La collaboration de House of Today avec The Invisible Collection

Si, comme nous l’annonçait il y a quelques mois Chérine Magrabi Tayeb, fondatrice de House of Today, « nous aspirons à concentrer nos efforts sur le volet éducatif de HoT », l’organisation à but non lucratif continue également de déployer ses efforts autour de sa mission de départ, à savoir celle de cultiver un écosystème de design durable qui dépasse les frontières du Liban. C’est dans cette perspective que House of Today a choisi de collaborer avec The Invisible Collection, une galerie en ligne de premier plan dédiée au design. L’exposition, qui a coïncidé avec PAD et Frieze London, a rassemblé les créations d’un groupe de designers libanais lancés par House of Today, afin de présenter leurs œuvres à un public international au sein du très bel espace londonien de The Invisible Collection, et dans le même temps de mettre en lumière le travail des artisans libanais qui ont collaboré à la fabrication de ces pièces. C’est donc une installation inspirante à laquelle les designers David & Nicolas et Stéphanie Moussallem, ainsi que les céramistes Hala Matta et Souraya Haddad et les architectes et designers Fadi Yachoui et Roula Salmaoun ont participé, faisant donc appel pour leurs créations aux talents d’artisans libanais. Une belle occasion, comme le souligne Chérine Magrabi Tayeb, de rendre hommage à ce savoir-faire local qui est « le résultat de traditions centenaires d’adaptation aux pressions sociales et aux défis de production posés par l’instabilité économique et politique persistante au Liban ».

Des œuvres de designers libanais dans le cadre de la collaboration de House of Today avec Invisible Collection.
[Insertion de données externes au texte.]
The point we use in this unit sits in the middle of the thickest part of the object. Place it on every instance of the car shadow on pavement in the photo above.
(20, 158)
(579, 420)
Photo Rodrigo Rize

Sfeir-Semler à Frieze LondonLa galerie Sfeir-Semler est devenue au fil des années une étape incontournable de Frieze London, proposant à chacune des éditions de la foire d’art une curation des œuvres d’artistes appartenant à son écurie. Cette année, ce sont Etel Adnan, Mounira al-Solh, Yto Barrada, Dineo Seshee Bopape, Samia Halaby, Tarik Kiswanson (qui vient de remporter...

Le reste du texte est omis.